The embarrassing side of game design

Gallery snapshot. View gallery of The embarrassing side of game design

I'm really bad at sharing the creative process that goes into designing and making games. It's something that I've often wished I could change, not least because I think it could be a really interesting record and resource for others if I actually talked candidly about work-in-progress.

When I try and analyse the reasons for my reluctance to publicly share what we're working on, I can identify a mixture of natural guardedness, protectionism and worry that too much talk will corrupt the (mostly) spontaneous act of creation. However, more than all those things (after all, who is really going to steal one of our ideas and produce it themselves? - good luck to that person!) is the embarrassment of showing the reality of how wayward the game development path is. I feel a twinge of guilt when I look at our small mountain of unfinished games-in-progress and I feel utterly amateurish when I recall how many times I've declared to myself, "This is going to be our next game!".

I know that recording my thoughts as I go along will inevitably make these failed attempts and blind alleys public (along with my erroneous and changeable opinions). But it's precisely because of the embarrassment factor that I hope this post alone will provide some comfort and resonance to other game designers. Ultimately, it's OK to be wrong. Game design is also rarely a logical, iterative process of refinement. It's frequently messy and unpredictable but in all the cast-aside ideas, patterns and themes reoccur and eventually a cohesive idea grows from them.

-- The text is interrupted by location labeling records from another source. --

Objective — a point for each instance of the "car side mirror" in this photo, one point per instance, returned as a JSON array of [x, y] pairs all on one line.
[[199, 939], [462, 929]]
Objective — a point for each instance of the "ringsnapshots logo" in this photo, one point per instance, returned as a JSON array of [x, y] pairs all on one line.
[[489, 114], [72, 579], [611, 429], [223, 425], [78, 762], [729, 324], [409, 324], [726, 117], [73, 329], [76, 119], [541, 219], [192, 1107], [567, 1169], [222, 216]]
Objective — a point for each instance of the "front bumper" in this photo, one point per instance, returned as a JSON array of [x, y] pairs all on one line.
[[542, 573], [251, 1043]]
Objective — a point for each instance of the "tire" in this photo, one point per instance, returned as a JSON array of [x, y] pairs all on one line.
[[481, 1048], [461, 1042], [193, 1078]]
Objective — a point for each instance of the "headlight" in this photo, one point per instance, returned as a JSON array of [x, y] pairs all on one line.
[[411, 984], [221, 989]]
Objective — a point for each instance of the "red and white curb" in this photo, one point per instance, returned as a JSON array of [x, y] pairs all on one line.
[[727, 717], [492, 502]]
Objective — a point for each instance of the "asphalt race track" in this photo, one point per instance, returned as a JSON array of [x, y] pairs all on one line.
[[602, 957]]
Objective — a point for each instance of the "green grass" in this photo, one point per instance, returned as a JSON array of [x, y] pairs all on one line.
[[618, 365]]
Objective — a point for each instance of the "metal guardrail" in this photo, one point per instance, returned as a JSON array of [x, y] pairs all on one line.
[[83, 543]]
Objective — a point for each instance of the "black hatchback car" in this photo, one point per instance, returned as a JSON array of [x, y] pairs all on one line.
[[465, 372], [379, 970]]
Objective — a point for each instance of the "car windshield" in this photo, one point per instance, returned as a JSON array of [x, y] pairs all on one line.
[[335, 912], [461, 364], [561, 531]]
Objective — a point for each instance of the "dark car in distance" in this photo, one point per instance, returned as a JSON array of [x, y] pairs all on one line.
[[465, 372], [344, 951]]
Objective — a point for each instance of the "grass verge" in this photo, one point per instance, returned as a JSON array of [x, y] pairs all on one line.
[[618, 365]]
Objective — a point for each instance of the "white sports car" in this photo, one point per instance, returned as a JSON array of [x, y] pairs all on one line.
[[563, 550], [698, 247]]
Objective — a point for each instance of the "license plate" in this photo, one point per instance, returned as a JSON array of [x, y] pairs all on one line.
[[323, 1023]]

Of all the creative pursuits I've tried, I have to say game design is the most challenging. So many aspects have to be right to make a good game that it is often hard to tell you even have a good game until it's nearly complete. And the energy you need to carry you through the process of prototyping-and-testing means that you necessarily have to turn a blind eye to early "warning signs" and plough on regardless. We almost chucked in the towel with War on Terror, for example, at least twice.

So I'm going to try and turn over a new leaf. The next blog post will be my attempt at writing a development update on several games that we're working on simultaneously. I can't promise that it'll last, but my intention is to document the process of producing our next game a lot more openly.